Les figures parlent de liberté, de lumière, d’efforts généreux et variés ; le texte, à part quelques pages heureuses sur Charlemagne et un tableau brillant du règne de saint Louis, enseigne tout le contraire de l’épanouissement. On étouffe, on demande de l’air. Une des preuves les plus frappantes de la divinité du christianisme, c’est qu’on y aperçoit de toutes parts des jours ouverts sur le christianisme ; dans cette apologie d’un nouveau genre, tout se resserre, tout se rétrécit, tout est ramené à Rome seule, je me trompe, tout est ramené à la seule compagnie de Jésus. Ce qu’il appelle le Christ continué, c’est le Christ diminué. Au XVIe siècle, il n’y a eu de grand qu’Ignace de Loyola ; au XVIIe siècle, les fondateurs de Port-Royal ont proposé à la France d’adorer Satan, et par la déclaration de 1682, tout le clergé français, Bossuet en tête, a donné le premier signal de la révolution. Au XVIIIe siècle, la France, qui n’a rien fait, rien produit, a pourtant suscité un grand saint et un grand martyr ; lequel ? La compagnie dont un pape en 1773 a prononcé l’abolition. Voilà la vie de l’humanité sous l’action de la Providentiel Voilà Dieu dans l’histoire ! Voilà Jésus continué ! Notez que l’auteur écrit de telles choses au moment même où ces querelles surannées de jésuites et de jansénistes sont étudiées par. la philosophie spiritualiste avec la précision la plus fine et l’impartialité la plus sereine. C’est vraiment, trop de grossièreté. Nous employons ce terme au sens que lui donnait le XVIIe siècle.

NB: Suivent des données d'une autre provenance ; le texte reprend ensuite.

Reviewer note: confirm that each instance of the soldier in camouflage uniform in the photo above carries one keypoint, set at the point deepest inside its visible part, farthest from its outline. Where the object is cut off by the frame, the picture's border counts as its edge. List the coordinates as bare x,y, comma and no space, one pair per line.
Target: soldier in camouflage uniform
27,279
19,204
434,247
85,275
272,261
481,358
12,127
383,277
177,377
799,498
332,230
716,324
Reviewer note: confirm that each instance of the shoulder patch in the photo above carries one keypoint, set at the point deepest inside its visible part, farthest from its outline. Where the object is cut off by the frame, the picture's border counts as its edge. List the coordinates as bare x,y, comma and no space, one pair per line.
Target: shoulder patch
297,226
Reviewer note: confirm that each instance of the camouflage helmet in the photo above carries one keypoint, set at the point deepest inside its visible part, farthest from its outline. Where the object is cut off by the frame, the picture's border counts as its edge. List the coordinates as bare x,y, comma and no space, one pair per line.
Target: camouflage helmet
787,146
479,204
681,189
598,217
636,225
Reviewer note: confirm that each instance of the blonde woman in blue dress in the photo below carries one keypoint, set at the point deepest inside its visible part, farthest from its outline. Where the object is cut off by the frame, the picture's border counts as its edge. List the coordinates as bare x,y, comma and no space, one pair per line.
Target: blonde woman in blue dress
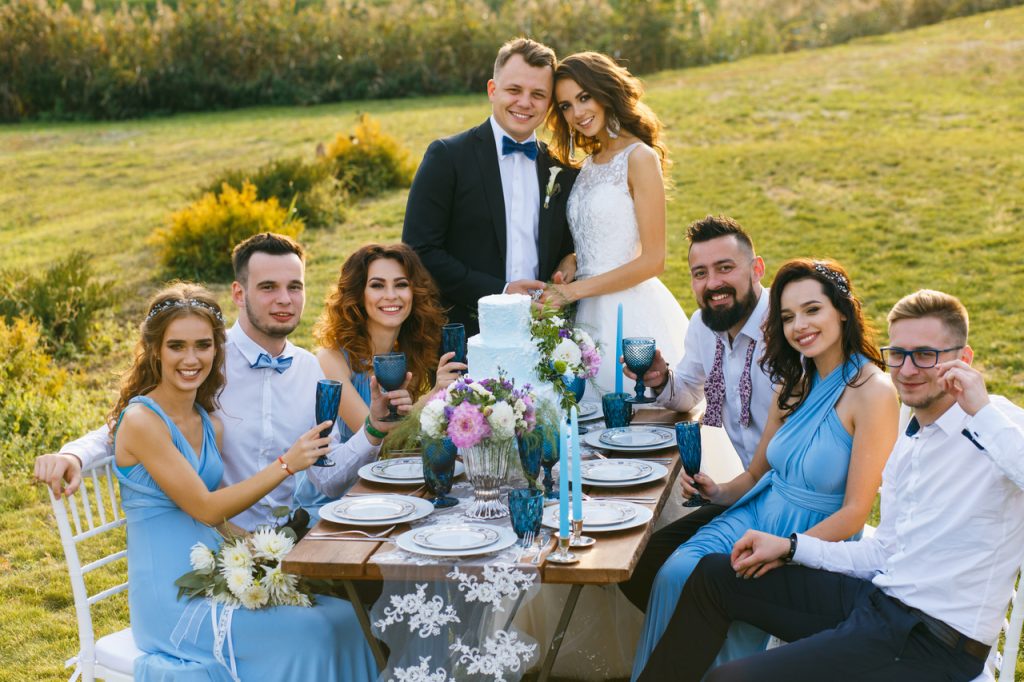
615,210
167,451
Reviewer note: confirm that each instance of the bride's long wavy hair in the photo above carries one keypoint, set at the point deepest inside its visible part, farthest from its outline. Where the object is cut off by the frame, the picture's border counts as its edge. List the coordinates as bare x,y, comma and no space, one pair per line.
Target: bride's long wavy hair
176,300
615,89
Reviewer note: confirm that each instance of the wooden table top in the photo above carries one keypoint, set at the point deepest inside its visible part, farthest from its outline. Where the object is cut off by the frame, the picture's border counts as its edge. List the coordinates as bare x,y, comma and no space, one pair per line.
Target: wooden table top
611,559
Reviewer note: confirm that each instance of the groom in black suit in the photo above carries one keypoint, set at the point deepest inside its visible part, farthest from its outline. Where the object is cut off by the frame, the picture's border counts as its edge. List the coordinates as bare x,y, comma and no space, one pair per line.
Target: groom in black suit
479,213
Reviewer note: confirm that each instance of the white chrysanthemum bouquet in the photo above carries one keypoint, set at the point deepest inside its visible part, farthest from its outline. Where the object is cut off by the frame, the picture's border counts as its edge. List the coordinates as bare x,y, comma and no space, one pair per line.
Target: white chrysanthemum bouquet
246,571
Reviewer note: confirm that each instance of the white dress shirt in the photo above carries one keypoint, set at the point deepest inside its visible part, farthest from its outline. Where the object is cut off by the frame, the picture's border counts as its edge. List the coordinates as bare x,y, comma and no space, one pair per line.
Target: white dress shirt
522,209
951,535
698,357
263,413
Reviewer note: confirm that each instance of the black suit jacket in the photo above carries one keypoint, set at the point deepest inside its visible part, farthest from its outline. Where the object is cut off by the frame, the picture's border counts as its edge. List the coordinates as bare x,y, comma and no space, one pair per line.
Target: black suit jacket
455,220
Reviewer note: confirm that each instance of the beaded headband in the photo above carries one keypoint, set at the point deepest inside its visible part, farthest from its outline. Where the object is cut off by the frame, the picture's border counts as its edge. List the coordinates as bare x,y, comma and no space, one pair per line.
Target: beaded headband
183,303
834,276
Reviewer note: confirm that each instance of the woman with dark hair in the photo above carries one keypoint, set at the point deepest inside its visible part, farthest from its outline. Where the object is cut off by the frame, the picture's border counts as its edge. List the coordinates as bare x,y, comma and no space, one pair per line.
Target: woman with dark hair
384,300
616,208
167,451
819,462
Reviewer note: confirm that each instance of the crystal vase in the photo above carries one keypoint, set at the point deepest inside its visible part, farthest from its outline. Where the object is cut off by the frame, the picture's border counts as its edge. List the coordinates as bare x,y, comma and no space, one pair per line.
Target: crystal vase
487,468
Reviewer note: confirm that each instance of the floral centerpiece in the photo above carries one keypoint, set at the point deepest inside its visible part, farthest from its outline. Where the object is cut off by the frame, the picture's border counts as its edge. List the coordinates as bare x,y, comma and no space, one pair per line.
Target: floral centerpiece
568,354
246,571
482,419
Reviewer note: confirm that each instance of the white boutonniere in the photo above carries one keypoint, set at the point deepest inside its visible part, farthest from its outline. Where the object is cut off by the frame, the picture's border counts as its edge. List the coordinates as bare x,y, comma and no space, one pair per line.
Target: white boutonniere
553,188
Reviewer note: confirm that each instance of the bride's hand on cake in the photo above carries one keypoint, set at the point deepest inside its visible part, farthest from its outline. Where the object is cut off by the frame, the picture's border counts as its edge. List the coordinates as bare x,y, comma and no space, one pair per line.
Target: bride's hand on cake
448,372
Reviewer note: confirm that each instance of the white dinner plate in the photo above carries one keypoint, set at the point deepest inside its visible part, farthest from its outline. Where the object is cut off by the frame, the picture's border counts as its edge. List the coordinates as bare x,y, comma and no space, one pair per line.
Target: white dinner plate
506,538
641,515
420,508
615,471
657,473
464,537
367,473
593,438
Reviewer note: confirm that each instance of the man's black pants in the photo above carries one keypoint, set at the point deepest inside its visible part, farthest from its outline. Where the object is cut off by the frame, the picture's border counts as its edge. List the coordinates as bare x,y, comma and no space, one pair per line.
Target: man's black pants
839,628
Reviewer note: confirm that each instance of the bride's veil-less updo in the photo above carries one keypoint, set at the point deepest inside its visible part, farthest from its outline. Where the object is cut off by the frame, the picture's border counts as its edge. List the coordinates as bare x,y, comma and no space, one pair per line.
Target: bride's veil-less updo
615,89
175,300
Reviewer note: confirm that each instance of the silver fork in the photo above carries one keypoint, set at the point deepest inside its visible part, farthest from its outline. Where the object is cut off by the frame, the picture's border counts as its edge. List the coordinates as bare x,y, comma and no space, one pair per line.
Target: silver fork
331,534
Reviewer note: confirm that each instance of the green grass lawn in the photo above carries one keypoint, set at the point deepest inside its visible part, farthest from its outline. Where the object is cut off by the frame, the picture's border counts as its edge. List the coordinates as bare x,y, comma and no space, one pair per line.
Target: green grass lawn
901,156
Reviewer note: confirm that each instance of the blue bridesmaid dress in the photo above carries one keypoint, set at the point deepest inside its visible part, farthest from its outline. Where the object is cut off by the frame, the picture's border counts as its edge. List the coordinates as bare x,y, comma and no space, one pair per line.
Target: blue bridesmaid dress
324,642
809,458
306,495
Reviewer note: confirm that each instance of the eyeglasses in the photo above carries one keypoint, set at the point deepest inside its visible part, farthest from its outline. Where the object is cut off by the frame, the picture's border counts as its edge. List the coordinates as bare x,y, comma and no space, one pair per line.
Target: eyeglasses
923,358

Dans une publication de ce genre, on aurait voulu trouver l’unité de pensée et d’exécution qui recommande par exemple la magnifique édition de Joinville donnée par la même librairie[1]. Là du moins tout est d’accord, le texte et le commentaire. Avec la conscience d’un vrai savant, M. Natalis de Wailly a tenu à s’inspirer avant tout de l’esprit de son sujet. Il est vrai que les études de sa vie entière l’y préparaient admirablement. Refaire l’Évangile après les évangélistes et montrer la vie

  1. Jean, sire de Joinville. Histoire de saint Louis, Credo et lettre à Louis X, texte original accompagné d’une traduction, par M. Natalis de Wailly ; Didot, 1874.